Geostatistical analyses of the spatially located deconstruction samples indicated limited spatial dependence of the K_S field within the matrix material of the Type I test pile at a scale of 3 m horizontal and 1 m vertical. The K_S of the matrix material was not depth dependent. It was determined that no spatial dependence in the structures of the S and C distribution was present in the Type I test pile at a scale of 4 m horizontal and 1.5 m vertical. This result was expected given the methods used to construct the test-pile experiments. Sampling density during the deconstruction of the Type I test pile likely contributed to the results of the geostatistical characterization; however, given the extremely large size of typical waste rock piles, a denser characterization of the spatial distribution of S, C, and K_S is not likely to contribute significantly to an overall assessment of the geochemical evolution of waste rock.

The results of the geostatistical characterization suggest that the spatial distribution of S, C, and K_S in the test piles, which can be characterized as randomly heterogeneous, is likely due to construction methods; the distributions of S and C within the test pile could also be influenced by their distribution within the original lithology.

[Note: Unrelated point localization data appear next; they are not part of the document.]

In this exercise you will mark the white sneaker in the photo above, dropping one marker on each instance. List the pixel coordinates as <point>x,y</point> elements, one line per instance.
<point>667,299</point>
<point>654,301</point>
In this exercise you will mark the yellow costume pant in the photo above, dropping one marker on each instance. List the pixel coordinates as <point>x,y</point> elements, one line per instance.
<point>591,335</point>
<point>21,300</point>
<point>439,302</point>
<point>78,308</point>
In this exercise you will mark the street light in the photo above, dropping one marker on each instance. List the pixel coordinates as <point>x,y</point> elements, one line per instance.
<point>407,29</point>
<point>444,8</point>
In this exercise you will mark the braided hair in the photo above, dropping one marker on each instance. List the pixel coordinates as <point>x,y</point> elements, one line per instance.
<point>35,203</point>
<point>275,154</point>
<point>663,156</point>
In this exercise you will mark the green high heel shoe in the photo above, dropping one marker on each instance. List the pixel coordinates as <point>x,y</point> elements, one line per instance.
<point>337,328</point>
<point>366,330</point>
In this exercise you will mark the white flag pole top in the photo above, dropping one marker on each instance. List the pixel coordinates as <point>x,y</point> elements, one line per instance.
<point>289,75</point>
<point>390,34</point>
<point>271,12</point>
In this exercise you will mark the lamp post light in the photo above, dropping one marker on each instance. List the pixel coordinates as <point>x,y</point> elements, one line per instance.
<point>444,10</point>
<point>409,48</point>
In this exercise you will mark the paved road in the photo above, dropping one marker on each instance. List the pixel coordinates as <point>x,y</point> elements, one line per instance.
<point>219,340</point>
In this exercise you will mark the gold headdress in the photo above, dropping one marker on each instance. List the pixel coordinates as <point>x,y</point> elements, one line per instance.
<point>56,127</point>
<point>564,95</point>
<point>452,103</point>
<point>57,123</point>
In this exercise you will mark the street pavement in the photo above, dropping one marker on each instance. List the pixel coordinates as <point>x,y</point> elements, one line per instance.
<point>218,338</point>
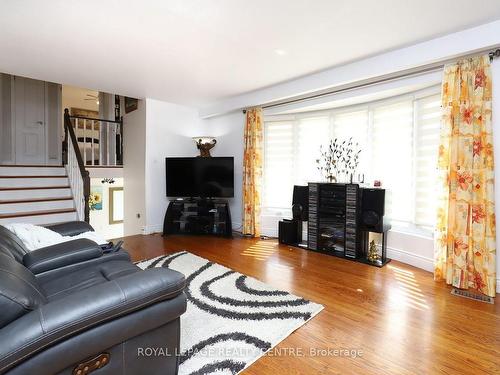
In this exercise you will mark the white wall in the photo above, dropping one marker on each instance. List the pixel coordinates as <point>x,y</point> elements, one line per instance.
<point>99,219</point>
<point>134,175</point>
<point>228,130</point>
<point>168,133</point>
<point>170,128</point>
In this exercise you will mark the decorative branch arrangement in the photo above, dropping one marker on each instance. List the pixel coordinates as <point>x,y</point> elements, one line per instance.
<point>339,161</point>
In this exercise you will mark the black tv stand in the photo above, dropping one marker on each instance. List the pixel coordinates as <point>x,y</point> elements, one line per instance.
<point>198,216</point>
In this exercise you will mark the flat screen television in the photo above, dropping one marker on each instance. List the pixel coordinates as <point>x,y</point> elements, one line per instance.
<point>200,177</point>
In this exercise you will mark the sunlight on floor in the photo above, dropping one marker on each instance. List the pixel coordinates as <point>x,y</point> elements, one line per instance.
<point>261,250</point>
<point>408,291</point>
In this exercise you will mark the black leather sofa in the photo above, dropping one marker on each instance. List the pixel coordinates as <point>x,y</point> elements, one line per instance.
<point>71,309</point>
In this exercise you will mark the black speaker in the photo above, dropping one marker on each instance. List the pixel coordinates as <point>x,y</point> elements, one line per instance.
<point>300,202</point>
<point>290,232</point>
<point>372,210</point>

The heterogeneity of S, C, and K_S in the waste rock at the Diavik test piles can be approximated using a log-normal distribution with mean and standard deviation calculated from samples collected during construction. This is an important conclusion, suggesting that heterogeneity representative of physical and mineralogical conditions of a pile can be implemented in a spatially random manner according to measured log-normal distribution statistics. Waste rock piles that are portioned according to S content may require individual distributions for S content associated with each segregated component. The lack of spatial dependence in matrix K_S is significant because of the importance of the matrix material in controlling water flow through the test-pile experiments. Due to the large surface area of the matrix material, the geochemical evolution of pore water is dominantly controlled by this finer fraction. Reactive transport simulations conducted using differing proportions of matrix material indicate that most parameters are at least somewhat influenced by the matrix material content within the pile.

The uniformity of the matrix material throughout the pile suggests that contributions to the solute loading from the pile would be dependent on the spatial distribution of matrix material in a pile. The proportion of matrix material within a pile is an important factor in assessing the geochemical evolution of a waste rock pile.